A PyTorch ASR toolkit that admits its own rough edges
A research-oriented end-to-end speech recognition implementation covering attention, CTC, and hybrid models—config-driven, but not production-polished.

What it does
This is a PyTorch implementation of Listen, Attend and Spell (LAS) and friends: seq2seq attention-based ASR, pure CTC, and joint CTC-attention hybrids. It handles the full pipeline from on-the-fly feature extraction through training to beam-search decoding with optional RNN language model fusion. Everything is driven by YAML config files, with TensorBoard logging baked in.
The interesting bit
The authors don’t pretend this is a turnkey product. The README explicitly warns that example configs “were not fine-tuned,” that TensorBoard error rates are biased (see issue #10), and that CuDNN CTC is “unstable.” That honesty is refreshing in a field of overclaimed benchmarks.
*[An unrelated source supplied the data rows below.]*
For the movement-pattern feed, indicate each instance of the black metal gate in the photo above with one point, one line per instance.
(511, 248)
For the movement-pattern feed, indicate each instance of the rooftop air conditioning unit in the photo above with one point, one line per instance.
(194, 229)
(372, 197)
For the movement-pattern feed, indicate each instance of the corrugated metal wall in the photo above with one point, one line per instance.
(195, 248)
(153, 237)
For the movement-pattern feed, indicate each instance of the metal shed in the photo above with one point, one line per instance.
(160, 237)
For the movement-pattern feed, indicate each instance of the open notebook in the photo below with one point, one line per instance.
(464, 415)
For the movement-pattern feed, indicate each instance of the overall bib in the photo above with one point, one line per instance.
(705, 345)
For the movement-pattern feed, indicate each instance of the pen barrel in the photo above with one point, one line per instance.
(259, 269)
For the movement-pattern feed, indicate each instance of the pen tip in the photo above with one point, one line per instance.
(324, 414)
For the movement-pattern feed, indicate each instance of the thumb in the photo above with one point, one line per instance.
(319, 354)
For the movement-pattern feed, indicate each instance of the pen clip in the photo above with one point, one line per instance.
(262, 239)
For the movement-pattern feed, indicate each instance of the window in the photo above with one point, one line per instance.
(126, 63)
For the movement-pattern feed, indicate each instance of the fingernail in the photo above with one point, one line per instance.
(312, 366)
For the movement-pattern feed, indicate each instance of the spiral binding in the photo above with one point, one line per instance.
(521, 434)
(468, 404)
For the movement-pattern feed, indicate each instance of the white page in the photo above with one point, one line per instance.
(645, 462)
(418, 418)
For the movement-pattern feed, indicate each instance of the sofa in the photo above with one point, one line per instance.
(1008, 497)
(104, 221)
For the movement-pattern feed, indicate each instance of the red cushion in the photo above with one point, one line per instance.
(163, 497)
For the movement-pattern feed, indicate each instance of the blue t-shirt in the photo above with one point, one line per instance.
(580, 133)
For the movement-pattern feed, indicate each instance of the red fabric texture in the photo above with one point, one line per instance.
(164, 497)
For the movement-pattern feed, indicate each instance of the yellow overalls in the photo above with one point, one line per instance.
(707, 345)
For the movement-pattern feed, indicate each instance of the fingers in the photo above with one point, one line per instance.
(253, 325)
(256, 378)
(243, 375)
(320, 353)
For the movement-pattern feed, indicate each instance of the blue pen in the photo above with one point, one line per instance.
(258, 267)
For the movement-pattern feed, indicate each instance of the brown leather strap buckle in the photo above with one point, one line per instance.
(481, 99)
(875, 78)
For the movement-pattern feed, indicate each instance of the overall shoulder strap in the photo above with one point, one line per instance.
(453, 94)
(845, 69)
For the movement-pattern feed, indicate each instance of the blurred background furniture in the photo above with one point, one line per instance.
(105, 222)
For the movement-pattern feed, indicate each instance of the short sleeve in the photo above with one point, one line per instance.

The project also serves as a reference implementation for multiple papers, with citations requested rather than demanded.
Key highlights
- On-the-fly feature extraction via torchaudio; character, subword (sentencepiece), or word encoding
- Seq2seq, CTC, and joint CTC-attention training with yaml-driven hyperparameters
- Beam search, greedy decoding, and joint decoding with external RNN-LM
- TensorBoard visualization including attention alignment plots
- Direct lineage from ESPnet and consultation with William Chan (first LAS author)
Caveats
- Decoding is single-sample (no batching), so RAM usage scales with worker count
- Several items remain on the TODO list: pure CTC training has a beam decode bug, examples are “coming soon,” and CLM migration is unfinished
- The project appears to be in maintenance mode; last significant activity unclear from README alone
Verdict
Worth a look for researchers or students who want to understand LAS/CTC internals and don’t mind tuning configs themselves. Skip it if you need a battle-tested, production-ready ASR pipeline—this is a teaching and experimentation scaffold, not a shipped product.